Introduction

Globally, a constantly increasing workload and cost causes an extremely demanding situation for both the radiology and pathology disciplines. However, the rapid development of artificial intelligence (AI) technology shows great potential for highly desired improvements. Future tools are expected to contribute to improving the quality, accuracy, and efficiency of diagnostic work and would be of particular use for repetitive and time-consuming tasks.

A prerequisite for successful machine learning development in imaging diagnostics is the availability of large volumes of labeled (annotated) data. Today, there are some existing repositories available, for example: The Cancer Imaging Archive [1], re3data [2], Grand Challenges in Biomedical Image Analysis [3], Chest-Xray8 [4], MIMIC-CXR Database [5], and Image Collection Library for Histopathology Image Processing [6]. However, the demand for labeled data is immense, and lack of suitable annotated data is considered a major bottleneck for AI development in the field of medical imaging. The lack pertains to several aspects: amount of cases, coverage of relevant diagnostic areas, and quality/existence of annotations [7]. With respect to ground truth annotations, inconsistencies in labeling have been shown to be problematic [8]. Moreover, since AI models need to be continuously updated as the underlying imaging techniques evolve, there will be a persistent need for more training data even for already trained and proven models. Therefore, it is of utmost importance to develop sustainable processes and practices for generation of high-quality annotated imaging data. An important facet of high quality is representativeness for clinical tasks, both in terms of pixel data and annotated components.

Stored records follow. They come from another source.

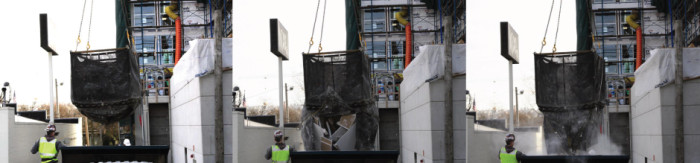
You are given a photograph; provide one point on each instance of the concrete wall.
(251, 143)
(18, 135)
(422, 122)
(192, 119)
(653, 124)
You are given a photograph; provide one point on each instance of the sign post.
(509, 50)
(279, 45)
(46, 45)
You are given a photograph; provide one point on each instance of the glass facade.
(605, 24)
(374, 21)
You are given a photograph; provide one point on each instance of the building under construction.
(159, 40)
(391, 33)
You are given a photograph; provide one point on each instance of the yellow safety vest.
(47, 150)
(507, 157)
(280, 155)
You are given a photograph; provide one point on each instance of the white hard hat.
(50, 127)
(127, 142)
(278, 133)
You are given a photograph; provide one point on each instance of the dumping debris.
(339, 113)
(105, 84)
(571, 94)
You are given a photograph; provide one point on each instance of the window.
(167, 43)
(379, 65)
(374, 21)
(625, 28)
(627, 67)
(376, 49)
(164, 18)
(628, 52)
(397, 48)
(605, 24)
(147, 59)
(611, 68)
(144, 15)
(396, 64)
(395, 25)
(145, 44)
(166, 58)
(609, 53)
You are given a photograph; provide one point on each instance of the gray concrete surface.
(653, 123)
(18, 135)
(422, 124)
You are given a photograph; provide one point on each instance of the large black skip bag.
(105, 84)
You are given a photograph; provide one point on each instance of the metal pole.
(517, 112)
(58, 106)
(218, 90)
(449, 145)
(281, 104)
(51, 88)
(680, 149)
(286, 101)
(510, 97)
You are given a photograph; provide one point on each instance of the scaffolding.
(383, 38)
(153, 35)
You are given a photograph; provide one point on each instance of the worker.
(509, 154)
(280, 151)
(47, 146)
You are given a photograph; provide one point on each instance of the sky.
(24, 64)
(255, 68)
(487, 70)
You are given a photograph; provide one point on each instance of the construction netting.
(105, 84)
(573, 81)
(339, 113)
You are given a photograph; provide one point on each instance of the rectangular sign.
(509, 43)
(279, 45)
(44, 26)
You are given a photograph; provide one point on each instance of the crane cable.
(87, 47)
(323, 22)
(544, 42)
(554, 48)
(313, 29)
(80, 29)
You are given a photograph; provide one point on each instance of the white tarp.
(430, 65)
(199, 59)
(660, 69)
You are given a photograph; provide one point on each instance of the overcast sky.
(25, 65)
(487, 70)
(255, 67)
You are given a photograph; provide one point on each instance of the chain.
(80, 29)
(313, 29)
(544, 42)
(556, 35)
(92, 2)
(323, 22)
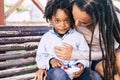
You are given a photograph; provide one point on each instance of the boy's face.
(60, 21)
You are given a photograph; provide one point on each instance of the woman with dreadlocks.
(98, 22)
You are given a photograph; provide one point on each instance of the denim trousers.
(60, 74)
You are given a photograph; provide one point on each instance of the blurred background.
(25, 12)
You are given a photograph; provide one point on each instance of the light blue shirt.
(50, 39)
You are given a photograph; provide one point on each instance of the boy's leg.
(57, 74)
(85, 75)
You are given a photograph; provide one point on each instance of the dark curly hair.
(53, 5)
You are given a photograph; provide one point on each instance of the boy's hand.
(40, 75)
(78, 73)
(56, 63)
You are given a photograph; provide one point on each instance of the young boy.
(58, 13)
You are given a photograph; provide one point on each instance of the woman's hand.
(56, 63)
(64, 52)
(78, 73)
(40, 75)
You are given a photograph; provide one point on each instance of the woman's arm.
(68, 53)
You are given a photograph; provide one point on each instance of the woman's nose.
(62, 23)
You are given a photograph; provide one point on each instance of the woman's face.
(81, 17)
(61, 21)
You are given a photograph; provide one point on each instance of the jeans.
(59, 74)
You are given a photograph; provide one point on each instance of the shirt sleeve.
(83, 47)
(42, 57)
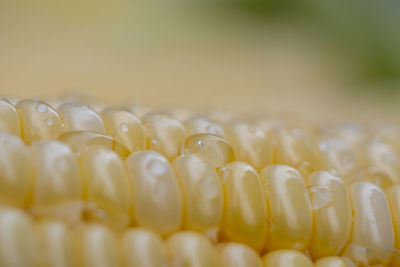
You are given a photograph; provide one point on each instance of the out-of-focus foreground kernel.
(87, 184)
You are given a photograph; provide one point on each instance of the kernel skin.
(238, 255)
(286, 258)
(245, 211)
(80, 117)
(57, 177)
(213, 148)
(9, 119)
(165, 134)
(143, 248)
(332, 222)
(189, 249)
(106, 187)
(39, 121)
(157, 198)
(125, 128)
(250, 144)
(290, 211)
(334, 261)
(15, 182)
(372, 226)
(17, 239)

In this paper, we describe the construction of an annotated imaging database including data from both radiology and pathology. The database construction was proactive in the sense that the intent was to support future AI training across a wide range of tasks. The proactiveness entails challenges of generality, which do not emerge in annotation projects serving a predefined and highly specific AI training target. The construction of the database constitutes an initial phase that was intended to explore best practices for further work on a larger scale. We argue that a broad knowledge on organization and workflow aspects of database construction is of a great value for AI training in medical imaging. Few such insights have previously been reported in the literature, and the focus for those studies has mainly been to describe the database content [9, 10]. Thus, apart from the database as such, our contribution is lessons learned from its generation, summarized in eight guiding principles covering team, process, and execution facets. While our work targets proactive database design and construction, we believe that these guiding principles are valid in many other cases including specifically targeted annotation efforts.

Materials and Methods

The work presented in this paper was conducted within a project called DROID, the Diagnostic Reference Oncology Imaging Database. The project was run by a triple-helix consortium consisting of an academic institution (CMIV, Linköping University), the diagnostic division of one public care provider (Region Östergötland), and two companies working in AI for medical imaging (Sectra and Context Vision).

The aim of the project was to establish a database with substantial amounts of detail-annotated oncology imaging data from pathology and radiology, as a first step towards developing high-quality collections on a large scale. The database generation was proactive, in the sense that it was intended to be useful for unspecified future training of AI models for many different assistance tasks, such as detection, quantification, segmentation, and classification.

This study was approved by the regional institutional review board prior to study commencement (2017-276-31 and 2017-285-31). At the onset of the project, clinically active physicians evaluated which medical areas within oncology to target. The first selection criterion was clinical relevance in terms of demand for AI assistance, feasibility of an AI tool to successfully contribute, and feasibility to generate sufficient image data to train an AI model. The second selection criterion was diversity in terms of the tasks requested from AI assistance, such as detection or segmentation. In pathology, four areas were selected, breast, ovary, skin, and colon, and, in radiology, two areas, skeleton and liver.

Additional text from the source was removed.